The patient's living environment can also be modified to improve independence. For example, ramps or lifts can be added to a patient's home, and part of rehabilitation involves investigating options for returning to previous interests as well as developing new pursuits. Community participation is an important aspect in maintaining quality of life.

== Gait training ==
Body weight supported treadmill training is another intervention that physiotherapists may assist with. Body weight supported treadmill training has been researched in an attempt to prevent bone loss in the lower extremities in individuals with spinal cord injury. Research has shown that early weight-bearing after acute spinal cord injury by standing or treadmill walking (5 times weekly for 25 weeks) resulted in no loss or only moderate loss in trabecular bone compared with immobilized subjects who lost 7-9% of trabecular bone at the tibia. Gait training with body weight support, among patients with incomplete spinal cord injuries, has also recently been shown to be more effective than conventional physiotherapy for improving the spatial-temporal and kinematic gait parameters.

A combination of Body weight supported treadmill training (BWSTT) and robotic-assisted BWSTT is being implemented into some training programs.

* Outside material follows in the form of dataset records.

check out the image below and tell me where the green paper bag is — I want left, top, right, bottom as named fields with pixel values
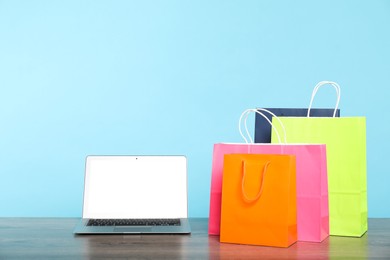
left=271, top=81, right=367, bottom=237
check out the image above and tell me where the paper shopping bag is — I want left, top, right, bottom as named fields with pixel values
left=220, top=153, right=297, bottom=247
left=209, top=142, right=285, bottom=235
left=272, top=117, right=367, bottom=237
left=271, top=82, right=367, bottom=237
left=209, top=109, right=329, bottom=242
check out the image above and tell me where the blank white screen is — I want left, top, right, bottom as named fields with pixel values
left=82, top=156, right=188, bottom=219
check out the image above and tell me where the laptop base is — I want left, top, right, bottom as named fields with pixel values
left=73, top=218, right=191, bottom=234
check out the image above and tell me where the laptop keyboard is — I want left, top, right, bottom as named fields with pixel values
left=87, top=218, right=181, bottom=227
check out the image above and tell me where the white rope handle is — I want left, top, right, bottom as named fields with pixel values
left=239, top=109, right=279, bottom=143
left=238, top=108, right=287, bottom=144
left=307, top=81, right=341, bottom=117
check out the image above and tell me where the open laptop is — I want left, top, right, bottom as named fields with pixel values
left=73, top=155, right=191, bottom=234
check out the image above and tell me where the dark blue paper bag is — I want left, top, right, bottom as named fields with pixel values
left=255, top=81, right=342, bottom=143
left=255, top=108, right=340, bottom=143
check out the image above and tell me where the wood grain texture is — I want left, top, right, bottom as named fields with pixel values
left=0, top=218, right=389, bottom=259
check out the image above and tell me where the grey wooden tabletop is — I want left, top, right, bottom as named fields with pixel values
left=1, top=218, right=389, bottom=259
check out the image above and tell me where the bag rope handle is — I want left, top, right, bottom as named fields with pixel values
left=307, top=81, right=341, bottom=117
left=238, top=108, right=287, bottom=144
left=241, top=160, right=271, bottom=203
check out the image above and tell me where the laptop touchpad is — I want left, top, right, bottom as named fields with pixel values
left=114, top=227, right=153, bottom=233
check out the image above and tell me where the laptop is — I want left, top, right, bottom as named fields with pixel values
left=73, top=155, right=191, bottom=234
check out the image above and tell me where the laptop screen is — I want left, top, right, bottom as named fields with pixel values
left=82, top=156, right=188, bottom=219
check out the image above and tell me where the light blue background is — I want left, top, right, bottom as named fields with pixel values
left=1, top=0, right=389, bottom=217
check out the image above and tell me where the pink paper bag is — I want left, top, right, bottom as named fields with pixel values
left=208, top=142, right=329, bottom=242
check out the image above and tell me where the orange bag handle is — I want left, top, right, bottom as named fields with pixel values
left=241, top=161, right=271, bottom=203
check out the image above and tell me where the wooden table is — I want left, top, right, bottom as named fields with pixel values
left=1, top=218, right=389, bottom=259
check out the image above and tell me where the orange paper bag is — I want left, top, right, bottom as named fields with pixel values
left=220, top=154, right=297, bottom=248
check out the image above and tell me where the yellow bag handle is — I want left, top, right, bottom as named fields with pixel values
left=307, top=81, right=341, bottom=117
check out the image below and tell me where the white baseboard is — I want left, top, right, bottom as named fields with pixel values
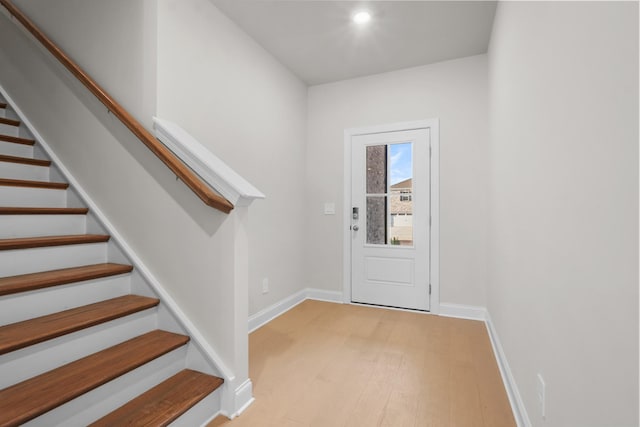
left=306, top=288, right=344, bottom=303
left=248, top=289, right=307, bottom=333
left=233, top=379, right=255, bottom=416
left=248, top=288, right=343, bottom=333
left=199, top=410, right=222, bottom=427
left=439, top=302, right=487, bottom=321
left=217, top=378, right=254, bottom=422
left=485, top=310, right=531, bottom=427
left=440, top=302, right=530, bottom=426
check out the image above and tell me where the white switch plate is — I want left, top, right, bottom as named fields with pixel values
left=324, top=202, right=335, bottom=215
left=262, top=278, right=269, bottom=294
left=537, top=373, right=546, bottom=419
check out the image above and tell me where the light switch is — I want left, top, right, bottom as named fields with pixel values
left=324, top=202, right=335, bottom=215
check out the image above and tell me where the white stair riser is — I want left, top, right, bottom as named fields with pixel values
left=0, top=107, right=18, bottom=122
left=0, top=123, right=18, bottom=136
left=0, top=214, right=86, bottom=238
left=24, top=346, right=188, bottom=427
left=0, top=242, right=108, bottom=276
left=0, top=274, right=132, bottom=325
left=0, top=309, right=157, bottom=388
left=0, top=186, right=66, bottom=207
left=0, top=108, right=5, bottom=118
left=0, top=161, right=49, bottom=181
left=0, top=141, right=33, bottom=157
left=170, top=386, right=222, bottom=427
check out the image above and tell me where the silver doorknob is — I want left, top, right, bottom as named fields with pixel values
left=352, top=225, right=359, bottom=231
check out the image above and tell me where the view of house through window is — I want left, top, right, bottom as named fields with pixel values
left=365, top=142, right=413, bottom=246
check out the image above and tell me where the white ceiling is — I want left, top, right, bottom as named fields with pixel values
left=211, top=1, right=497, bottom=85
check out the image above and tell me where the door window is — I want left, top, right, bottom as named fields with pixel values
left=365, top=142, right=413, bottom=246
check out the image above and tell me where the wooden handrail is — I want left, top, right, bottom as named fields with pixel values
left=0, top=0, right=233, bottom=214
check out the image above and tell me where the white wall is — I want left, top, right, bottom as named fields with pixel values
left=156, top=0, right=309, bottom=316
left=306, top=54, right=489, bottom=306
left=488, top=2, right=638, bottom=426
left=15, top=0, right=157, bottom=128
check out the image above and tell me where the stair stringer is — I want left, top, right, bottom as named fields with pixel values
left=0, top=85, right=241, bottom=423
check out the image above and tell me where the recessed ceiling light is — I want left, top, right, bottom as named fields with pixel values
left=353, top=10, right=371, bottom=25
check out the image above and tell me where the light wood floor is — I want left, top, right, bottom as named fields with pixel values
left=209, top=300, right=515, bottom=427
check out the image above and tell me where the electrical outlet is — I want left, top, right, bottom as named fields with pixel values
left=262, top=278, right=269, bottom=294
left=537, top=373, right=546, bottom=419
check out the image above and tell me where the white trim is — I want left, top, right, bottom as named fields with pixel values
left=439, top=302, right=530, bottom=426
left=248, top=289, right=307, bottom=333
left=342, top=119, right=440, bottom=314
left=153, top=117, right=265, bottom=207
left=485, top=310, right=531, bottom=427
left=0, top=85, right=236, bottom=393
left=200, top=411, right=222, bottom=427
left=214, top=378, right=254, bottom=422
left=439, top=302, right=487, bottom=321
left=306, top=288, right=344, bottom=303
left=342, top=130, right=352, bottom=305
left=232, top=379, right=255, bottom=417
left=248, top=288, right=343, bottom=333
left=217, top=378, right=255, bottom=421
left=429, top=121, right=440, bottom=314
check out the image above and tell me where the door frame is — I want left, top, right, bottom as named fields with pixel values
left=342, top=119, right=440, bottom=314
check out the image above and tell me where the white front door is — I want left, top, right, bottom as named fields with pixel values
left=350, top=128, right=430, bottom=311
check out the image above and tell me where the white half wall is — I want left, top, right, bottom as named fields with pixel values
left=306, top=54, right=489, bottom=307
left=488, top=2, right=638, bottom=426
left=156, top=0, right=309, bottom=317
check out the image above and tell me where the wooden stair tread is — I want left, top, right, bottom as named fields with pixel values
left=0, top=234, right=109, bottom=250
left=0, top=154, right=50, bottom=167
left=0, top=134, right=35, bottom=145
left=90, top=369, right=223, bottom=427
left=0, top=263, right=133, bottom=296
left=0, top=102, right=6, bottom=109
left=0, top=117, right=19, bottom=127
left=0, top=330, right=189, bottom=427
left=0, top=207, right=88, bottom=215
left=0, top=295, right=159, bottom=355
left=0, top=177, right=68, bottom=189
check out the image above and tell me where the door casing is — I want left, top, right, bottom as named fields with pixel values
left=343, top=119, right=440, bottom=314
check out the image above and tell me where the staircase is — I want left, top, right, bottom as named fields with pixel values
left=0, top=98, right=224, bottom=425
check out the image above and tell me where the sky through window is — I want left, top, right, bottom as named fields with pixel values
left=389, top=142, right=412, bottom=185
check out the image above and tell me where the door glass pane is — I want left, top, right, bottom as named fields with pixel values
left=366, top=145, right=387, bottom=194
left=366, top=196, right=386, bottom=244
left=389, top=143, right=413, bottom=246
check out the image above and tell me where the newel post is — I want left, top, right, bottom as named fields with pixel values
left=221, top=205, right=254, bottom=416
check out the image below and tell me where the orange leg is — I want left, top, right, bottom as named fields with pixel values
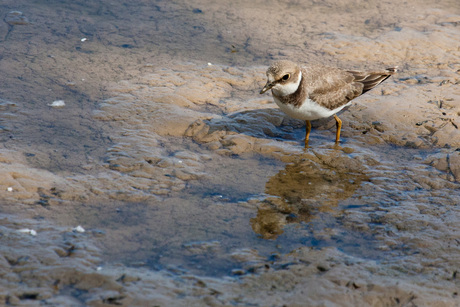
left=334, top=114, right=342, bottom=143
left=305, top=120, right=311, bottom=147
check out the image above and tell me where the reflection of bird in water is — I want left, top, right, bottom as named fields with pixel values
left=250, top=204, right=287, bottom=240
left=251, top=150, right=367, bottom=240
left=250, top=197, right=314, bottom=240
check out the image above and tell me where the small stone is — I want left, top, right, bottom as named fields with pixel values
left=18, top=228, right=37, bottom=236
left=48, top=100, right=65, bottom=108
left=91, top=229, right=106, bottom=237
left=5, top=11, right=30, bottom=26
left=231, top=269, right=246, bottom=276
left=72, top=225, right=85, bottom=233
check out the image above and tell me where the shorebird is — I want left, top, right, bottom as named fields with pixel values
left=260, top=60, right=397, bottom=146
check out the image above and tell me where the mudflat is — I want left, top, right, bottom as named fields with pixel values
left=0, top=0, right=459, bottom=306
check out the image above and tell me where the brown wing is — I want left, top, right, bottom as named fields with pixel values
left=307, top=66, right=398, bottom=110
left=306, top=67, right=364, bottom=110
left=347, top=67, right=398, bottom=94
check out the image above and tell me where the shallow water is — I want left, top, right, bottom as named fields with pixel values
left=30, top=137, right=458, bottom=280
left=1, top=0, right=460, bottom=305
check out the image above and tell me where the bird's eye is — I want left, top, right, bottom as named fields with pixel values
left=282, top=74, right=290, bottom=81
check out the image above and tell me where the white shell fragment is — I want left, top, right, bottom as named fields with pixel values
left=73, top=225, right=85, bottom=233
left=7, top=187, right=13, bottom=192
left=48, top=100, right=65, bottom=107
left=81, top=38, right=87, bottom=42
left=18, top=228, right=37, bottom=236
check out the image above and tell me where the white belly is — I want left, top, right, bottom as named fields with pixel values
left=273, top=96, right=350, bottom=121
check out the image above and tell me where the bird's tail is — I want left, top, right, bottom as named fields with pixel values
left=348, top=66, right=398, bottom=93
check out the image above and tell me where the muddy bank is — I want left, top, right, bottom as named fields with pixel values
left=1, top=207, right=459, bottom=306
left=0, top=0, right=460, bottom=306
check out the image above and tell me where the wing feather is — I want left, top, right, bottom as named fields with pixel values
left=306, top=67, right=363, bottom=110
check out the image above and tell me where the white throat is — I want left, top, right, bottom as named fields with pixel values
left=272, top=71, right=302, bottom=96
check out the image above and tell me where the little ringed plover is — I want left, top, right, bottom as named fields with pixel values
left=260, top=60, right=397, bottom=146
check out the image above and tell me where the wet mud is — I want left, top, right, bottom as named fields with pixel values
left=0, top=0, right=460, bottom=306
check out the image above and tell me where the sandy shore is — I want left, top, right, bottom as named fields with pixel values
left=0, top=0, right=459, bottom=306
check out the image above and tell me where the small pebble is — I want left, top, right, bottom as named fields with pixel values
left=81, top=38, right=87, bottom=42
left=48, top=100, right=65, bottom=108
left=7, top=187, right=13, bottom=192
left=18, top=228, right=37, bottom=236
left=5, top=11, right=30, bottom=26
left=91, top=229, right=106, bottom=237
left=231, top=269, right=246, bottom=276
left=73, top=225, right=85, bottom=233
left=64, top=81, right=76, bottom=87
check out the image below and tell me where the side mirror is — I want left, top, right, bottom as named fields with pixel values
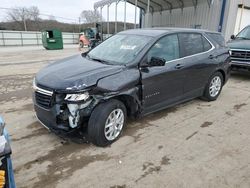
left=148, top=57, right=166, bottom=67
left=231, top=35, right=236, bottom=40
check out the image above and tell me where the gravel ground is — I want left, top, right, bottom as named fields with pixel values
left=0, top=45, right=250, bottom=188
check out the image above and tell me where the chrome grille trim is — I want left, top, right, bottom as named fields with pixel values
left=231, top=49, right=250, bottom=61
left=33, top=85, right=53, bottom=96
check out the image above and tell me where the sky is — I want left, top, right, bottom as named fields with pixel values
left=0, top=0, right=139, bottom=24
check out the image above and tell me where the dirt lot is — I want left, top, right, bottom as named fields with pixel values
left=0, top=45, right=250, bottom=188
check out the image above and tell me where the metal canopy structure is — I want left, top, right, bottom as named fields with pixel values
left=94, top=0, right=213, bottom=12
left=94, top=0, right=214, bottom=36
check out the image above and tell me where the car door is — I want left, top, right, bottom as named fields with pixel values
left=178, top=33, right=216, bottom=97
left=140, top=34, right=186, bottom=114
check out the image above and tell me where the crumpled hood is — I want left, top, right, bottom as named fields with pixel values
left=228, top=39, right=250, bottom=50
left=35, top=54, right=123, bottom=91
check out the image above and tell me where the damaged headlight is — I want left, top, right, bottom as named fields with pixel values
left=64, top=92, right=89, bottom=102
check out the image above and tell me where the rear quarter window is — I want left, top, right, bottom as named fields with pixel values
left=206, top=33, right=226, bottom=47
left=202, top=36, right=212, bottom=51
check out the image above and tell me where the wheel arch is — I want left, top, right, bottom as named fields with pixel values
left=216, top=69, right=226, bottom=84
left=112, top=94, right=140, bottom=117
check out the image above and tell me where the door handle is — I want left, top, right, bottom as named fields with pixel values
left=175, top=64, right=184, bottom=69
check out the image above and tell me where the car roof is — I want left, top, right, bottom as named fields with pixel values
left=118, top=27, right=221, bottom=37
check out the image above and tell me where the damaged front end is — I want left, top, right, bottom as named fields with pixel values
left=64, top=92, right=93, bottom=129
left=33, top=82, right=99, bottom=133
left=33, top=65, right=142, bottom=136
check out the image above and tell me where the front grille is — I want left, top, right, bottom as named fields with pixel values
left=35, top=91, right=53, bottom=109
left=231, top=50, right=250, bottom=62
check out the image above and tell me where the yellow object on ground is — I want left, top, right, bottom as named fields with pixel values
left=0, top=170, right=5, bottom=188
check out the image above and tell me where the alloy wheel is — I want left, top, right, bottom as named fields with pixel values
left=104, top=109, right=124, bottom=141
left=209, top=76, right=222, bottom=97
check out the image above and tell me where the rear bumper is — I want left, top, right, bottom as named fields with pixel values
left=225, top=70, right=230, bottom=84
left=223, top=59, right=231, bottom=85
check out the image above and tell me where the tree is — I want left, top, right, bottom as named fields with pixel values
left=80, top=10, right=104, bottom=23
left=28, top=6, right=40, bottom=21
left=6, top=6, right=40, bottom=31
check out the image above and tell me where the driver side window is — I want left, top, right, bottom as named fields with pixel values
left=148, top=34, right=180, bottom=63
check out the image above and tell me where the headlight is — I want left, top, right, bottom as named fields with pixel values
left=65, top=92, right=89, bottom=102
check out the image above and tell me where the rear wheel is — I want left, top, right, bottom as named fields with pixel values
left=88, top=99, right=127, bottom=147
left=202, top=72, right=223, bottom=101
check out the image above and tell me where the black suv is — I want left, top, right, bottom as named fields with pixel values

The benefits include: (1) assist in reproducing leg movements and optimizing gait pattern (speed, step length, amplitude); (2) training sessions can be prolonged and walking speed can be adjusted, increasing motor outcome; (3) provides consistency of movement, where manual interventions/cues by a trainer may be variable (although a trainer should analyze the gait pattern and outcome measures of the training and supervise training). The patient must be an active participant during the robotic movements and try to move with the robot. This type of training would be implemented during the beginning of rehabilitation and progressed to independent locomotion as improvements are made. However, robotic-assisted BWSTT is expensive and often not affordable by physiotherapy clinics. As an alternative, the development of non-motorized exoskeletons are currently being investigated for patients with incomplete SCI. The development of the exoskeleton locomotor device would provide an inexpensive alternative to the robotic devices. The exoskeleton may be used in areas that can not afford robotic devices, or, in areas that can not provide adequate physiotherapy care.

Restorative neurology offers a different paradigm of treating spinal cord injury by focusing on the residual remaining motor control and on the intrinsic function of the sub-lesional spinal cord segments. One study has shown that rTMS can lead to a functional increase in patients with incomplete spinal cord injuries after the effects of BWSTT stagnate.